Funds shortage haunts some public universities

James Mphande

Following the government directive that subvented parastatal organisations should adjust salaries by an average of 12 percent effective July 1 2021, only the University of Malawi (Unima) has hiked salaries by 10 percent out of four public learning institutions we sourced information from.

Malawi University of Science and Technology (Must), Mzuzu University (Mzuni) and Malawi University of Business and Applied Sciences (Mubas) are yet to make a decision as they did not set aside money for salary increment in their budgets.

The notice, which was signed by Comptroller of Statutory Corporations Nwazi Mnthambala, highlighted that the adjustment should, however, not affect operations of the institutions.


“In this regard, all subvented parastatal organisations are therefore advised to effect an average salary adjustment of not exceeding 12 percent, if it will be accommodated within the approved 2021-22 budget of the respective institution without affecting performance of the institution,” reads the statement he signed on September 2 2021.

The directive came at a time the government agreed to increase civil servants’ salaries by an average of 12 percent effective July 1 2021 in line with Civil Servants Trade Union demands.

While confirming that Unima, formerly Chancellor College, had effected the increment, University Workers Trade Union (Uwtu) President Moses Chintokoma indicated that the development had generated controversy.


In a letter that we have seen, dated September 23 2021, Chintokoma indicates that some members at Transition Unit, previously called University Office, who have the same conditions of service as Uwtu members have received a salary adjustment at the rate of 12 percent.

“What is the justification of discriminating other Uwtu members considering the fact that you have indicated in your letter that the 10 percent salary increase you intend to pay the members was already factored in the 2021-22 budget?

“Unless we hear from you seven days from the date hereof on when you will pay the remaining balance of 2 percent, we have made up our minds to do what the law allows us to do,” reads the letter addressed to the office of the University Registrar.

But Unima Registrar Mary Wasili simply said they had effected the upward adjustment with 10 percent because “it’s what was on our budget”.

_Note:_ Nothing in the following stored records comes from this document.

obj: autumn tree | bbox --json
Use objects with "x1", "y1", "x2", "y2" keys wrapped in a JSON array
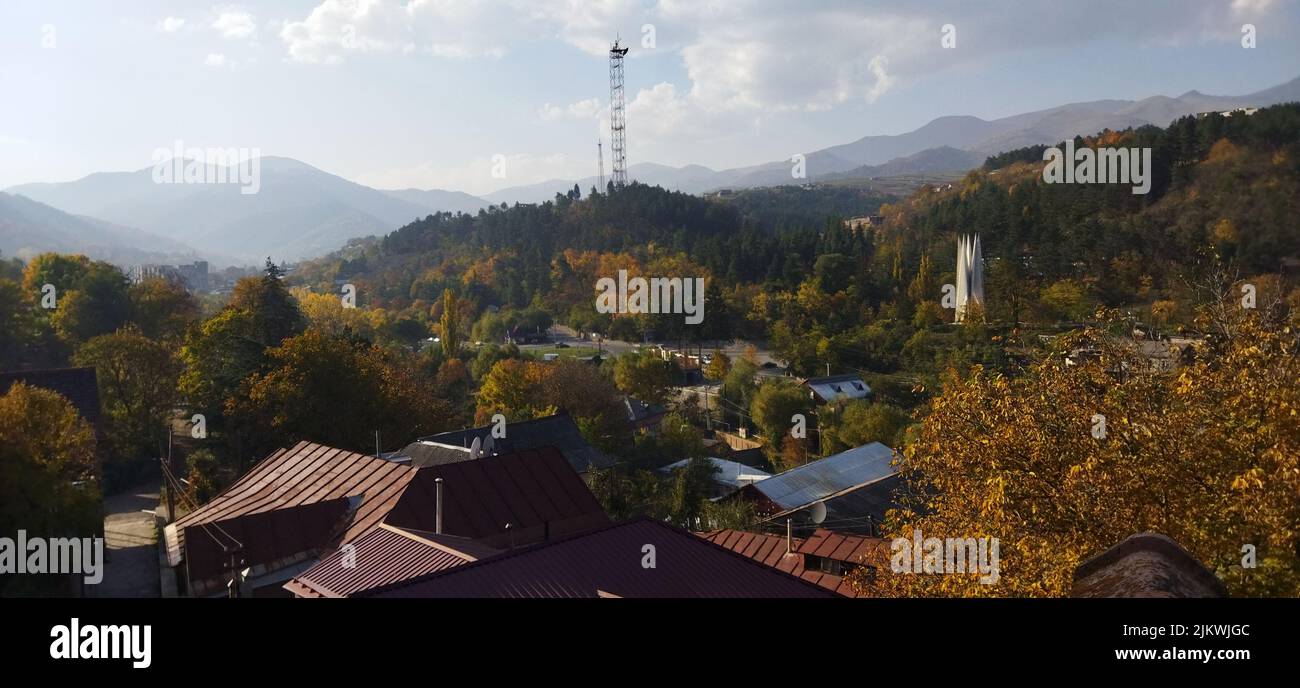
[
  {"x1": 228, "y1": 330, "x2": 454, "y2": 459},
  {"x1": 825, "y1": 400, "x2": 912, "y2": 453},
  {"x1": 613, "y1": 350, "x2": 675, "y2": 405},
  {"x1": 0, "y1": 383, "x2": 101, "y2": 574},
  {"x1": 178, "y1": 308, "x2": 266, "y2": 421},
  {"x1": 750, "y1": 378, "x2": 813, "y2": 461},
  {"x1": 129, "y1": 277, "x2": 199, "y2": 341},
  {"x1": 704, "y1": 348, "x2": 731, "y2": 380},
  {"x1": 439, "y1": 288, "x2": 462, "y2": 357},
  {"x1": 44, "y1": 260, "x2": 131, "y2": 344},
  {"x1": 857, "y1": 307, "x2": 1300, "y2": 597},
  {"x1": 74, "y1": 327, "x2": 180, "y2": 460},
  {"x1": 665, "y1": 456, "x2": 720, "y2": 529}
]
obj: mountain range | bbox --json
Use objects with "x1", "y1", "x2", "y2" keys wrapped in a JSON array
[
  {"x1": 488, "y1": 75, "x2": 1300, "y2": 200},
  {"x1": 5, "y1": 75, "x2": 1298, "y2": 267}
]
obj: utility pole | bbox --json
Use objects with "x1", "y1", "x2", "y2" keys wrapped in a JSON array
[{"x1": 164, "y1": 430, "x2": 175, "y2": 523}]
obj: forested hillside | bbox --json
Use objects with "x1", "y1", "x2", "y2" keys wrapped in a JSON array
[{"x1": 296, "y1": 103, "x2": 1300, "y2": 383}]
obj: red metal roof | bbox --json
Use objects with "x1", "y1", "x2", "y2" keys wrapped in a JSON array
[
  {"x1": 383, "y1": 446, "x2": 610, "y2": 550},
  {"x1": 285, "y1": 523, "x2": 500, "y2": 598},
  {"x1": 797, "y1": 528, "x2": 891, "y2": 564},
  {"x1": 700, "y1": 529, "x2": 804, "y2": 575},
  {"x1": 165, "y1": 441, "x2": 417, "y2": 587},
  {"x1": 361, "y1": 518, "x2": 837, "y2": 598},
  {"x1": 700, "y1": 528, "x2": 888, "y2": 597}
]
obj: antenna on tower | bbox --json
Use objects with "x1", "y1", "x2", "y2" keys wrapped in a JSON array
[
  {"x1": 597, "y1": 139, "x2": 605, "y2": 193},
  {"x1": 608, "y1": 37, "x2": 629, "y2": 189}
]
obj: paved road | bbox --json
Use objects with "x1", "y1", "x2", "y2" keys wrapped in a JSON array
[
  {"x1": 542, "y1": 325, "x2": 785, "y2": 367},
  {"x1": 89, "y1": 482, "x2": 161, "y2": 598}
]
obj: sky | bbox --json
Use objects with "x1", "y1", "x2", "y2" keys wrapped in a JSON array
[{"x1": 1, "y1": 0, "x2": 1298, "y2": 195}]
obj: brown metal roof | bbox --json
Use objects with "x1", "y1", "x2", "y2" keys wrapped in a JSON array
[
  {"x1": 797, "y1": 528, "x2": 891, "y2": 565},
  {"x1": 362, "y1": 518, "x2": 837, "y2": 598},
  {"x1": 700, "y1": 528, "x2": 887, "y2": 597},
  {"x1": 700, "y1": 529, "x2": 804, "y2": 575},
  {"x1": 285, "y1": 523, "x2": 500, "y2": 598},
  {"x1": 165, "y1": 441, "x2": 417, "y2": 586},
  {"x1": 383, "y1": 445, "x2": 610, "y2": 550}
]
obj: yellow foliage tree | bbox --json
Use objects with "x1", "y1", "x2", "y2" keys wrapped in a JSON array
[{"x1": 855, "y1": 307, "x2": 1300, "y2": 597}]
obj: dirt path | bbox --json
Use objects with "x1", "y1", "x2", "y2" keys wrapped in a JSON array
[{"x1": 88, "y1": 482, "x2": 161, "y2": 598}]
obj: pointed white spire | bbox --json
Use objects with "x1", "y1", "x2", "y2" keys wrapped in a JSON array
[
  {"x1": 955, "y1": 234, "x2": 984, "y2": 323},
  {"x1": 955, "y1": 236, "x2": 968, "y2": 323}
]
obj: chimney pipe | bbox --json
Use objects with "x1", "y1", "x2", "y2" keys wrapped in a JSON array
[
  {"x1": 786, "y1": 518, "x2": 793, "y2": 555},
  {"x1": 435, "y1": 477, "x2": 444, "y2": 535}
]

At Mubas, a decision is yet to be made.

Yesterday, Academic Union President Maxford Chinomba said they were still waiting to hear from management on the way forward.

“We have had meetings on the matter with management but a decision is yet to be made,” he said.

At Mzuni, one source indicated that the institution has no money for the exercise as it was not budgeted for.

Another source indicated that the institution would need about K850 million more on its budget if the 12 percent increment were to be effected.

However, Mzuni Registrar was not available for a comment when contacted yesterday.

A similar situation is being faced at Must, which has over 250 members of staff.

Must Communications Manager James Mphande said a decision was yet to be made on the matter.

He could, however, not divulge more information, referring us to University Registrar Alfred Chinombo, who did not pick up our calls yesterday.

But a source privy to the issue said there was no money, ostensibly because the increment was not factored into the institution’s budget.

The source said, so far, the institution has had engagements with Ministry of Education and the university’s workers’ union on the way forward.

In the K1.9 trillion 2021-22 national budget, wages and salaries are projected at K436.3 billion, which represents 4.2 percent of the rebased gross domestic product.

At K436.3 billion, the wage bill represents 22 percent of the national budget which will run for nine months from July 2021 to March 2022.